The brothers Tyrell both faced the now standing magic practitioner as his still burning hand burned a hole in his own trousers, a sick crackling sound echoing in the dark as Willas could've sworn he saw something happen to his leg before the bastard's posture straightened and his expression lost that pained edge to it.
He walked forward, a now identical hole burned in his own trousers even as Loras slowly crept closer with an expression that spoke to how much he couldn't yet wanted to believe what his eyes were telling him.
Grey eyes met brown and green in turn.
"I have shown you the strength of my word Ser Loras." Jon Snow said quietly.
"All I ask is that you in turn show me the strength of yours." He said.
Loras could only nod dumbly for a few moments before shaking himself a small amount and holding his right hand out, an intense expression of scrutiny and gratefulness mixed on his face.
"Of that you should hold no doubt." He said as Snow clasped his younger brother's hand. They shook only briefly before simultaneously letting go. The northern bastard nodded once before giving some parting words of warning that they'd been followed by what appeared to be a couple of smallfolk urchins. He told them that they were likely gone now but that he and Loras should probably avoid being seen if they wished to truly avoid scrutiny.
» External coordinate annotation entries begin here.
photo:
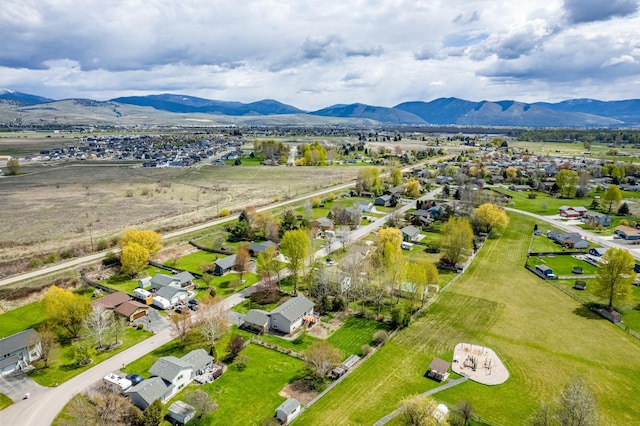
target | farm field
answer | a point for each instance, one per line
(499, 304)
(80, 203)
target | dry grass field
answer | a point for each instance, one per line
(51, 207)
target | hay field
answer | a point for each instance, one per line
(52, 207)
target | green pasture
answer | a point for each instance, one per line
(543, 336)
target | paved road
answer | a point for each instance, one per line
(587, 235)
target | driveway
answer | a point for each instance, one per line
(17, 384)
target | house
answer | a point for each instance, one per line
(286, 318)
(383, 200)
(572, 212)
(256, 248)
(181, 412)
(597, 218)
(257, 320)
(365, 206)
(19, 350)
(439, 369)
(224, 265)
(144, 393)
(116, 383)
(410, 233)
(132, 310)
(199, 360)
(288, 410)
(627, 232)
(598, 251)
(174, 295)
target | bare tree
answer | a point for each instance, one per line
(213, 321)
(48, 342)
(98, 323)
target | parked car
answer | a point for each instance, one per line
(134, 378)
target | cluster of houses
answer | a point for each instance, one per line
(153, 150)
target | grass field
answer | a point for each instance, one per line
(19, 319)
(499, 304)
(5, 401)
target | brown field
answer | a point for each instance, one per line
(50, 207)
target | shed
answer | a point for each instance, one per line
(438, 369)
(288, 410)
(181, 412)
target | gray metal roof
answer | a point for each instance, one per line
(289, 406)
(150, 389)
(198, 359)
(168, 292)
(294, 308)
(17, 341)
(168, 367)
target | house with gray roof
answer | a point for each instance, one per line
(286, 318)
(19, 350)
(224, 265)
(257, 320)
(144, 393)
(174, 295)
(289, 316)
(199, 360)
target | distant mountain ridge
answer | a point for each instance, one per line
(573, 113)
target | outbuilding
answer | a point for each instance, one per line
(288, 410)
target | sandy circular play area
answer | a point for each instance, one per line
(479, 363)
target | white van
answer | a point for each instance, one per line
(161, 303)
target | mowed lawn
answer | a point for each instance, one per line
(251, 396)
(544, 337)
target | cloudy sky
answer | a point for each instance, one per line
(313, 54)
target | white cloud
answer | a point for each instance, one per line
(314, 54)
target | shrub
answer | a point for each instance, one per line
(380, 337)
(366, 350)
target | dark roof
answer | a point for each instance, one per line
(129, 307)
(289, 406)
(17, 341)
(150, 389)
(294, 308)
(198, 359)
(168, 292)
(111, 301)
(168, 367)
(182, 409)
(439, 365)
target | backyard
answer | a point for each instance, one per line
(499, 304)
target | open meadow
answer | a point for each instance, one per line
(544, 337)
(79, 204)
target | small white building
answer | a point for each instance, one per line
(116, 383)
(288, 410)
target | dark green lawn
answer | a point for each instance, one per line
(21, 318)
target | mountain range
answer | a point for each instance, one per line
(188, 110)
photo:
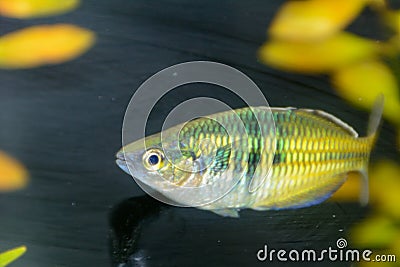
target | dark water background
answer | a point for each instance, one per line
(64, 123)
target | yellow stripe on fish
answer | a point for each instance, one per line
(281, 157)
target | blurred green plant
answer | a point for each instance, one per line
(308, 37)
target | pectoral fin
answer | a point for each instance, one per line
(233, 213)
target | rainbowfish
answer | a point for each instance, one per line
(280, 158)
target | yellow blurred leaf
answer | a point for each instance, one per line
(11, 255)
(35, 8)
(45, 44)
(317, 57)
(361, 83)
(13, 175)
(313, 19)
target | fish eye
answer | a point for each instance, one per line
(153, 159)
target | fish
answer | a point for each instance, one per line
(256, 158)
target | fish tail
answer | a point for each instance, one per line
(372, 134)
(375, 119)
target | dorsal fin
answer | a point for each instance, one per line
(322, 115)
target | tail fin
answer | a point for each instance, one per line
(375, 117)
(373, 126)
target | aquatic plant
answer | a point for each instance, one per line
(308, 37)
(33, 47)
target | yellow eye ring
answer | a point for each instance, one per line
(153, 159)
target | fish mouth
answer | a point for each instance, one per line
(121, 162)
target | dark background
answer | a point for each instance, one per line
(64, 123)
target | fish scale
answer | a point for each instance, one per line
(272, 158)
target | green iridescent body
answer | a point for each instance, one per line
(281, 158)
Willas returned to the manse in a daze alongside his brother, almost unable to comprehend how completely his life had changed over the course of one midnight rendezvous. When they were safely behind the walls of the manse, Loras abruptly said that he would be sending their retinue home on the morrow. The eldest Tyrell asked why in a startled tone, only for his young brother to tell him with shining eyes that it wouldn't do for his favored squire to deprive his family of the news that his ailment had been lifted.
Willas couldn't fault his brother's wish to share their recent good fortune even if it had only just begun to sink in for himself. As he slipped beneath the covers that night, he couldn't prevent the smile that lit his face when he looked upon the simple wooden cane that he'd carefully placed beneath the window when they'd come back from the Dragon Pits. A reminder of pain that had once seemed so daunting now overcome by the willful magic of a northern bastard he'd never even known about before this tourney.
As Willas closed his eyes to sleep for the night, he wondered whether their joy at his rejuvenated leg would prevent his sister and grandmother from explaining how foolhardy he'd been to come here on a whim.
A/N: Not dead. Just real life being...real life.